At this point in time DETECT_LANGUAGE_LENGTH only works with Bazarr. I'm looking at adding it to the rest of the flow. What you're seeing now is the default 30 seconds Whisper uses.

On Thu, Apr 18, 2024 at 7:27 AM Chaphasilor @.***> wrote:

Okay, and is the whisper-based autodetection using the configured first 30s (DETECT_LANGUAGE_LENGTH), or another duration, or the entire file? Because it seems like some languages should be easily detectable, but have a long instrumental intro.

I got a bit confused by your comment about the 'detect-language'...

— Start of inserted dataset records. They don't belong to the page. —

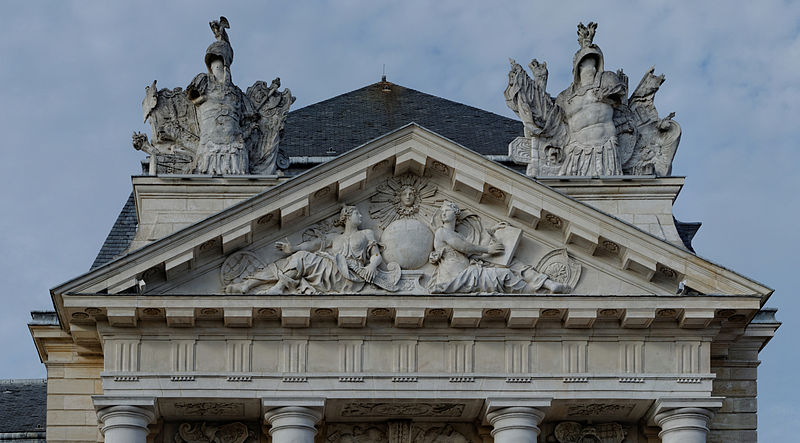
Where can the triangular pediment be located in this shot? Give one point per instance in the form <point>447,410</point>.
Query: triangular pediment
<point>548,233</point>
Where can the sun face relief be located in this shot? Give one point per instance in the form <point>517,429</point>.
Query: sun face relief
<point>596,127</point>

— Reply to this email directly, view it on GitHub https://github.com/McCloudS/subgen/issues/83#issuecomment-2063867624, or unsubscribe https://github.com/notifications/unsubscribe-auth/APJACQORSWK5XJMZ4ULYJDTY57C3XAVCNFSM6AAAAABGLEOKI2VHI2DSMVQWIX3LMV43OSLTON2WKQ3PNVWWK3TUHMZDANRTHA3DONRSGQ . You are receiving this because you commented.Message ID: @.***>

Chaphasilor commented 2 months ago

Alright, thanks for the clarification. Being able to configure it would be very useful for lyrics.
An option to set the duration as a percentage of track length would also be nice!

McCloudS commented 2 months ago

I'm working on it, but it may not come to fruition.

How many of your files are not in the language you want? Could you not force the language 100% of the time and get your desired transcription?